The Arcturus family had no shortage of advanced shipbuilding capability. What they didn’t have was a hidden frontier production center capable of building Tier IV warships behind a secret route and supported by ancient infrastructure.
That was different.
Cassian looked toward Aurelian.
"You planned to share these designs?"
"With the family, yes."
"Not publicly?"
"No. And not all at once."
"Good."
Aurelian nodded.
"If the family is helping build the March, then there’s no reason to hide useful technology. I’d rather trade it properly for personnel, materials, and family merit than sit on it until someone else discovers something similar."
One of the elders nodded approvingly.
"Practical."
The tour continued after that, and eventually Eirenne shifted the presentation toward Helion Bastion Twelve.
She didn’t reveal everything. There were still security layers and restricted information that even some members of House Arcturus would need approval to access.
But she showed enough.
The outer defense ring.
The restored archive sectors.
The machine population zones are supervised by Seris and Meren.
Dormant production areas.
Sealed lower vaults.
One section after another appeared in projection form.
Then the stargate blueprint appeared.
The room became very quiet.
Aurelian had expected that reaction.
The blueprint wasn’t a completed stargate.
It wasn’t even close.
It still required rare materials, time, specialists, and far more security than the March currently possessed.
But even a blueprint had enormous value.
If House Arcturus could eventually help build one safely, then the Crownward March would no longer rely entirely on the difficult route through Mournveil.
Cassian studied the projection for a long time.
Nobody interrupted him.
One of the engineers finally broke the silence.
"Is it complete?"
"Mostly," Eirenne answered. "Some sections require reconstruction, but the core design remains intact."
The engineer slowly nodded.
"That’s enough."
Everyone understood what he meant.
A complete stargate project would take years.
Possibly longer.
But having the blueprint meant the possibility existed.
And on the frontier, possibilities often became reality much faster than people expected.

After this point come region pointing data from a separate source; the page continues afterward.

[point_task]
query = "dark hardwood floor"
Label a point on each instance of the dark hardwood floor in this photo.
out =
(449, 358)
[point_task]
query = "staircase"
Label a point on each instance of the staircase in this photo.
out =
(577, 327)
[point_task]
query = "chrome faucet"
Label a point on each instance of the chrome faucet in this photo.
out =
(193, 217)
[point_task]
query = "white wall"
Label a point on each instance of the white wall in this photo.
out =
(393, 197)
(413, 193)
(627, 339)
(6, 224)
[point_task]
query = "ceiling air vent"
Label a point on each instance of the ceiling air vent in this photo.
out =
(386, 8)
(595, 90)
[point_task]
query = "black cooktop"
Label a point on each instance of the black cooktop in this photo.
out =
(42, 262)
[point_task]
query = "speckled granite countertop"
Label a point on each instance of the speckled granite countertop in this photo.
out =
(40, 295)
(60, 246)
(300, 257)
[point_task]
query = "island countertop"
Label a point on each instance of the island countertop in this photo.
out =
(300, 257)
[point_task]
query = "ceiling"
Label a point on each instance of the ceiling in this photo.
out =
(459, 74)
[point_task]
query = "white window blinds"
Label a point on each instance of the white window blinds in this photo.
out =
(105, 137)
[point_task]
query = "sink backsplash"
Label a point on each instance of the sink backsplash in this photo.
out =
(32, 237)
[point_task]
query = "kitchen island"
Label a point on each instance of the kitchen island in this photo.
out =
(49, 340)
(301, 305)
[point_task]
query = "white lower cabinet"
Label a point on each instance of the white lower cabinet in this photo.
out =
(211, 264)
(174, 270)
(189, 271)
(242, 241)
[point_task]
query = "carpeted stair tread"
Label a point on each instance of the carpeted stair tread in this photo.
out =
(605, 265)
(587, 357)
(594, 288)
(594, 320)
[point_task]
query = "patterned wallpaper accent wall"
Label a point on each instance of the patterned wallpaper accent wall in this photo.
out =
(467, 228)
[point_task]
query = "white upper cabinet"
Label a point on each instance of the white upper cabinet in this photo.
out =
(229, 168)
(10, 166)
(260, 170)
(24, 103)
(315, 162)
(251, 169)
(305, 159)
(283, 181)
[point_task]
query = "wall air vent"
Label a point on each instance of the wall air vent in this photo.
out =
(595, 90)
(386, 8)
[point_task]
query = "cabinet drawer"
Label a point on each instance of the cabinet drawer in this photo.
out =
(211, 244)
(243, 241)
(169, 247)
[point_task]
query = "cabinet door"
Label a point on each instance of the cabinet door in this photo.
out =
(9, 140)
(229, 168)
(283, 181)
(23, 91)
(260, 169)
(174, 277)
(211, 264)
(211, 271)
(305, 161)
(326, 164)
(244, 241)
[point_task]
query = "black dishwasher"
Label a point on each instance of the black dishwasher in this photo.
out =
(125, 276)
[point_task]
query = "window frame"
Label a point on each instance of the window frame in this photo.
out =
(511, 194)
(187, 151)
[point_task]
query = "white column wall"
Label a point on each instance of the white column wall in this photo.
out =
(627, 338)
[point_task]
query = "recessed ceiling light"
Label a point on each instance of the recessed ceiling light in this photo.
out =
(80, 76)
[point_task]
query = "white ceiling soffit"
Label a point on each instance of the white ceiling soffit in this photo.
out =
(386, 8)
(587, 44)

Cassian finally looked away from the projection.
"How many people know about this?"
"Very few," Aurelian answered.
"It stays that way."
"Agreed."
The discussion moved on after that, but the atmosphere had changed.
The elders had arrived expecting to inspect a promising frontier foothold.
Instead, they were finding infrastructure, production capability, ancient technology, hidden routes, and enough long-term potential to reshape family planning for years to come.